There resulted the research for a series of books for tourists, the Murray's Handbooks for Travellers. In 1836 Murray saw through the press the first of the handbooks, his own Holland, Belgium, and the Rhine; and three more were written by himself. Subsequently, he enlisted specialists: Richard Ford (A Handbook for Travellers in Spain), Sir Gardner Wilkinson (Egypt), and Sir Francis Palgrave (North Italy).

From 1830 to 1843 Murray helped his father run the firm. His own publishing projects included:

- Nineveh and its Remains (1848), publicising of Austen Henry Layard's discoveries;
- Lord Campbell's Lives of the Chancellors (1845–48), and Lives of the Chief Justices (1849);
- George Grote's History of Greece (1846–55);
- Murray's British Classics, annotated library editions of Byron, Gibbon, Goldsmith, and other writers; and
- the series of dictionaries by William Smith, an adviser of the firm who became editor of the Quarterly Review in 1867.
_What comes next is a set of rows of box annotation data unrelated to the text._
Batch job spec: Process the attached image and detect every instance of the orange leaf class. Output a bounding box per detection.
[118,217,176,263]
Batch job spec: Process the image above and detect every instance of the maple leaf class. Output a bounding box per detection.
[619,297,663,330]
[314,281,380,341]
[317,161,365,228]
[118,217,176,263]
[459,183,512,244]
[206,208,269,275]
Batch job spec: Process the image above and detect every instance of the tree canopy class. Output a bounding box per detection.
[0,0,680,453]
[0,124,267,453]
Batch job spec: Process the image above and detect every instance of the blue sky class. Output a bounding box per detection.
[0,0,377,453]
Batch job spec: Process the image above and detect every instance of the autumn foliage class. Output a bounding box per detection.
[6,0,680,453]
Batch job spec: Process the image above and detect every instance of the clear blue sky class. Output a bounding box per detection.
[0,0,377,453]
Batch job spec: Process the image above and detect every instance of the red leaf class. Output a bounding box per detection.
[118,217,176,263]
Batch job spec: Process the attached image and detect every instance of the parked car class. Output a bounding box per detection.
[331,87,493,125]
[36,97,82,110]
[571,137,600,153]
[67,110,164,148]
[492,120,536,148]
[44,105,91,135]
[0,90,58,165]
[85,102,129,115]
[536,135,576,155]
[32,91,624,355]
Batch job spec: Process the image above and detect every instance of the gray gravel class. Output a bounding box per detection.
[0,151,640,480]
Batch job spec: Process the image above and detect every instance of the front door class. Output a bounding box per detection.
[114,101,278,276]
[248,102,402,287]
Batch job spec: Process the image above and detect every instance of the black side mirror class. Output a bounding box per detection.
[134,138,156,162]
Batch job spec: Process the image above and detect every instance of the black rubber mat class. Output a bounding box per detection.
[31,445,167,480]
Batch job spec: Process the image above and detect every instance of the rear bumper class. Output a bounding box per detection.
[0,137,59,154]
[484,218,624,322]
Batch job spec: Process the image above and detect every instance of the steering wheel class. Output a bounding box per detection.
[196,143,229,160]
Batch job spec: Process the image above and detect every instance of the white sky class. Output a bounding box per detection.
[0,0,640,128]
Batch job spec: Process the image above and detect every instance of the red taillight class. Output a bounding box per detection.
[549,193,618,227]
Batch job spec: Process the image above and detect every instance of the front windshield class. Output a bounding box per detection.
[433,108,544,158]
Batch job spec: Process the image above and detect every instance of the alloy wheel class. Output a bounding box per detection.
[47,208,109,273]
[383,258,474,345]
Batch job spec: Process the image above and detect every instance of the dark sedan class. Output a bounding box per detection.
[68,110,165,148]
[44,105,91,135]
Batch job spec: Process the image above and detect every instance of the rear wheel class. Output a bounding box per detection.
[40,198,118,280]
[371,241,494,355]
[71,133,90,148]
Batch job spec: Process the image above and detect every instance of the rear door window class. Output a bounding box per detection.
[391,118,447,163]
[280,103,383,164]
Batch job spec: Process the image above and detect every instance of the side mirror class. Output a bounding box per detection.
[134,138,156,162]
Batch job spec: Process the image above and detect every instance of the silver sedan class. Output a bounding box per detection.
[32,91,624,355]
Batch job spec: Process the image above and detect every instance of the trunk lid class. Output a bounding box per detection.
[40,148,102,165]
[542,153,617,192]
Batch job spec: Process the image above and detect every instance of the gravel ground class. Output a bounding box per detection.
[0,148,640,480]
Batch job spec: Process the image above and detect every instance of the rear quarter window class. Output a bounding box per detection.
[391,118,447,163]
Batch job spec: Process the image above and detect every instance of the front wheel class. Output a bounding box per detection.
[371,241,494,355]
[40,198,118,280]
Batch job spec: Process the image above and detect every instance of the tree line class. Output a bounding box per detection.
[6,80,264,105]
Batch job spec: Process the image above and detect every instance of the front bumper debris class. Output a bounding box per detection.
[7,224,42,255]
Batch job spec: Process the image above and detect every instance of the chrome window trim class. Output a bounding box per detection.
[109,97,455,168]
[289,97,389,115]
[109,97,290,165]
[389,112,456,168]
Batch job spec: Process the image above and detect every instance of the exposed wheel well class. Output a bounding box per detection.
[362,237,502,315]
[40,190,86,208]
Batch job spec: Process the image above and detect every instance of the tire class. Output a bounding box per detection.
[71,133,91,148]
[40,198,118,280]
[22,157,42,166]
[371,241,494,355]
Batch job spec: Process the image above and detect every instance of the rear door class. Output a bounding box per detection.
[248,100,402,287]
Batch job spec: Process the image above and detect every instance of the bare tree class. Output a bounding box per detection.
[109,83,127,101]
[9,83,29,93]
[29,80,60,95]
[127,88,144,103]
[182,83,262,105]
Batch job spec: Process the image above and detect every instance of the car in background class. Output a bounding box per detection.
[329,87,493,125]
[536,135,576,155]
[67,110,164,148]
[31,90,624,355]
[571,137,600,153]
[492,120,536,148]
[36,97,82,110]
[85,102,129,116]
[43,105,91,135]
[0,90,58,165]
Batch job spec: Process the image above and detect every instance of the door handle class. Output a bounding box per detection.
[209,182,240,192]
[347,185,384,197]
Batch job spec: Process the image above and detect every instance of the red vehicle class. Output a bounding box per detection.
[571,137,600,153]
Darwin's On the Origin of Species was published by Murray in 1859. An enterprise of a different kind was The Speaker's Commentary (1871–81), prompted by John Evelyn Denison. Murray published anonymously in 1877 (2nd edit. 1878) Scepticism in Geology. Murray's Magazine, started in 1887, ran to 1891. The firm published numerous illustrated books of travels.

Murray had been well-connected in the literary world since his early days. He was a magistrate for Surrey.
==Personal life==
Murray married in 1847 Marion, youngest daughter of Alexander Smith, banker, of Edinburgh, and sister of David Smith, writer to the signet. He left two sons, John and Hallam, who ran the family business, and two daughters.

Murray was a fellow of the Society of Antiquaries of London, and known as a member of the Athenæum Club. He died at 50 Albemarle Street on 2 April 1892. After a preliminary service in St. James's, Piccadilly, he was buried on 6 April in the parish church at Wimbledon, where he had resided for nearly 50 years.